Les stratégies qui précèdent permettent d’améliorer l’utilisation des eaux disponibles à l’échelle de la parcelle. Par ailleurs, l’agriculture traditionnelle vise plutôt la stabilité de la production qu’un revenu maximum. Les agriculteurs remplissent cet objectif en diversifiant leur production et en choisissant des pratiques à faible niveau d’intrants qui ne nécessitent pas d’investissements ni de montants d’espèces trop importants. L’association de plusieurs agriculteurs, par exemple au niveau du village ou au sein des groupes d’agriculteurs, peut diminuer encore le risque d’une production faible.

Repartir les risques

L’assurance agricole constitue le dispositif le plus explicite de répartition des risques, en utilisant les institutions financières pour distribuer le coût des événements météorologiques entre d’autres secteurs économiques et les gouvernements. Les assurances agricoles contre les répercussions des cyclones et des tempêtes de grêle sont des exemples réussis de ce type de garantie. Les sécheresses ont un impact plus important dans les pays en développement que dans les pays développés, mais les agriculteurs des pays en développement ne peuvent pour ainsi dire pas accéder à ces assurances. En général, le coût de l’assurance pour les cultures de base de relativement faible valeur est inabordable (FAO, 2002d).

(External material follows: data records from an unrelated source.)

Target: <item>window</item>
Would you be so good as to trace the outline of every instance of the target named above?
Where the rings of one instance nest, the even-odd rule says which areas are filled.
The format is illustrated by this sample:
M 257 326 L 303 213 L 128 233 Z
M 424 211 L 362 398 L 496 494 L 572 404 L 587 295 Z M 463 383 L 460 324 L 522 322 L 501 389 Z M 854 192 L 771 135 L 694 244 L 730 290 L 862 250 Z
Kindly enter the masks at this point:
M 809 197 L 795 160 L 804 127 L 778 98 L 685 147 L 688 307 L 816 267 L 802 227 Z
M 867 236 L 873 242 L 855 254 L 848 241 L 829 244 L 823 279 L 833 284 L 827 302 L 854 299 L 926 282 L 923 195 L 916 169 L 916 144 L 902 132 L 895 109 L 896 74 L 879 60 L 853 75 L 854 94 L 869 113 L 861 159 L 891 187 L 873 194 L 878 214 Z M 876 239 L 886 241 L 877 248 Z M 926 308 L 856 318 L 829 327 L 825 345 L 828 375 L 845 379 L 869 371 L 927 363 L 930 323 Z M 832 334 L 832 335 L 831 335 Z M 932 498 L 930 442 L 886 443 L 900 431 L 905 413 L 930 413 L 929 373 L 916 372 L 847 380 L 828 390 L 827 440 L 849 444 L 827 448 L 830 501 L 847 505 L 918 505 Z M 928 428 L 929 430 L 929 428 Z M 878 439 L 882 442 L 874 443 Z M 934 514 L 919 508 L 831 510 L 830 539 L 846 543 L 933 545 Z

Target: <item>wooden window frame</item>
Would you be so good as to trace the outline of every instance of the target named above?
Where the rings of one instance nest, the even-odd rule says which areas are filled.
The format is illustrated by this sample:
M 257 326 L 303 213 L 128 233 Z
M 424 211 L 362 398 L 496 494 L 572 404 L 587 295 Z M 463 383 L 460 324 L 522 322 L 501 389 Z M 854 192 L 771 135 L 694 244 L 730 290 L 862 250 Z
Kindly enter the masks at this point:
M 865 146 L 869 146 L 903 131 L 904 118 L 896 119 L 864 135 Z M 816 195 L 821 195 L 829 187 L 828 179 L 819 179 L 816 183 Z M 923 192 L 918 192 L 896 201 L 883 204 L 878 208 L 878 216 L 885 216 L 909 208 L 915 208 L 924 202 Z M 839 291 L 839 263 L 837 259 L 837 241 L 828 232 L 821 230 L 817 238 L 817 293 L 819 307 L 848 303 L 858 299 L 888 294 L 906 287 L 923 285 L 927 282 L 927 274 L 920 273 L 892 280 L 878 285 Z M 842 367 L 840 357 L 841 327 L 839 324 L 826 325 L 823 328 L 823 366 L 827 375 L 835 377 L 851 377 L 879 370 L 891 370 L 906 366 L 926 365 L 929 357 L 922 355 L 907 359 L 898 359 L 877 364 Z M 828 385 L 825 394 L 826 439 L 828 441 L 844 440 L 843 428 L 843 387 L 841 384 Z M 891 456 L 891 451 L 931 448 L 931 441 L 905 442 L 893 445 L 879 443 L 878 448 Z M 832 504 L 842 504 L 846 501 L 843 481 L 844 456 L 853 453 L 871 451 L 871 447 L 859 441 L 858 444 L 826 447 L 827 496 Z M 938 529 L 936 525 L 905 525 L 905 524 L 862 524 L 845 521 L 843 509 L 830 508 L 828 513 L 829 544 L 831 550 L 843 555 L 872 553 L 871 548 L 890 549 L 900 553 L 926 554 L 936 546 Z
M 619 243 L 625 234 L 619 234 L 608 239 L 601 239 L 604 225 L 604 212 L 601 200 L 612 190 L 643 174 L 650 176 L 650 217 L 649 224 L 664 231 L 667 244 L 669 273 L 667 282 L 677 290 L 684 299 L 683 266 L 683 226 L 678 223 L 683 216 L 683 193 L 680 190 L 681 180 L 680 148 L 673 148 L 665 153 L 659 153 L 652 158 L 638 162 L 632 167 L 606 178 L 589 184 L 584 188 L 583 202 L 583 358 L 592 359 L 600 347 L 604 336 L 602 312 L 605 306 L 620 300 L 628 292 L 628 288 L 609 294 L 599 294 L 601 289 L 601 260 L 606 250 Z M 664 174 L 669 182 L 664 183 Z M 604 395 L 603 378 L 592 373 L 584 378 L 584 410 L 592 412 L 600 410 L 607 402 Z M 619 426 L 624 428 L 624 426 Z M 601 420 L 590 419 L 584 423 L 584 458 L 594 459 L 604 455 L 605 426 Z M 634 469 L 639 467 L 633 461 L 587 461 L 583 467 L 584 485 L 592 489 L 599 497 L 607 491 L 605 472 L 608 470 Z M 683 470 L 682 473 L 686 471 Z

Planche 11 Vue de la campagne (Cambodge)

FAO/19680/G. BIZZARRI

La répartition des risques peut pourtant favoriser aussi un partage de l’eau. Cela fait quelque temps que des transferts d’eau sont pratiqués à l’intérieur des pays. Certains canaux ont été construits pour servir à la navigation, d’autres pour alimenter en eau potable des villes à court d’eau, et d’autres encore pour les besoins de l’agriculture, ou pour plusieurs de ces raisons. L’on peut citer l’exemple du Snowy Mountain Scheme, en Australie, et celui de plusieurs aqueducs en Californie, aux Etats-Unis dérique. A l’échelle internationale, un vaste système de canaux de liaison entre les bras de l’Indus a été construit pour garantir l’égalité de l’accès à l’eau entre l’Inde et le Pakistan après la partition de 1947. La Chine développe à l’heure actuelle de grands projets de tranfert d’eau qui relient le sud du pays au nord très peuplé et à court d’eau. Le financement et la mise en oeuvre de projets aussi coûteux pourraient dorénavant permettre de réduire le risque de conflits internationaux portant sur l’eau. Lorsque plusieurs pays partagent des ressources en eau, comme dans les bassins du Mékong, du Nil, de l’Euphrate et du Tigre, il existe un risque patent que l’association de facteurs tels que la croissance démographique, la pauvreté, l’insécurité alimentaire et la rareté de l’eau entraînent l’éclatement d’un conflit sur l’eau. Les tentatives actuelles pour mettre en place une médiation par la création d’organismes de gestion des bassins fluviaux visent à diminuer ces risques.